January is national Alzheimer Awareness Month. The 2018 campaign aims to convert judgment into compassion and assumptions into understanding so that people with dementia feel supported in the local community.
The Alzheimer Society of B.C. is releasing findings of a new survey to help kick off its new social awareness campaign — I live with dementia. Let me help you understand — to spark conversations and encourage the Cowichan Valley residents to see dementia differently.
“Stigma significantly affects the well-being of people living with dementia,” says Jane Hope, support and education coordinator for the Alzheimer Society of B.C. for the Cowichan Valley and North/Central Vancouver Island. “In order to build a dementia-friendly society, we need to move away from fear and denial of the disease, towards awareness and understanding.”
To tackle stigma, the Alzheimer Society is letting the experts — people affected by dementia — do the talking.

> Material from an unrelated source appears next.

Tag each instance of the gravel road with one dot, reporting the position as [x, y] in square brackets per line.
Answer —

One of these experts is Cindy Player of Victoria. Cindy has experienced stigma from people when they’ve learned about her diagnosis.
“I feel better when I’m honest,” Cindy said. “In spite of the risks, there’s a benefit for me in being open about living with dementia.”
Cindy and others invite the Cowichan Valley residents to hear their inspiring stories and take a few pointers from them on how to be open and accepting towards people living with dementia.
Their stories are featured on a dedicated campaign website, where visitors will also find tips on how to be more dementia friendly, activities to test their knowledge, and other resources to take action against stigma and be better informed about a disease that has the potential to affect every single one of us.
To help stop stigma and read the full survey, visit ilivewithdementia.ca – and use the hashtag #ilivewithdementia to help spread the word.
Dementia is one of the country’s most pressing health issues. The Society offers a variety of assistance to area families and other caregivers, such as the First Link Dementia Helpline. It can be reached at 1-800-936-6033.
The regional Alzheimer Resource Centre can connect residents to support groups, including ones that can be accessed by telephone, educational seminars and workshops, and programs that help people live well with dementia.
The Society also provides useful resources for health care professionals.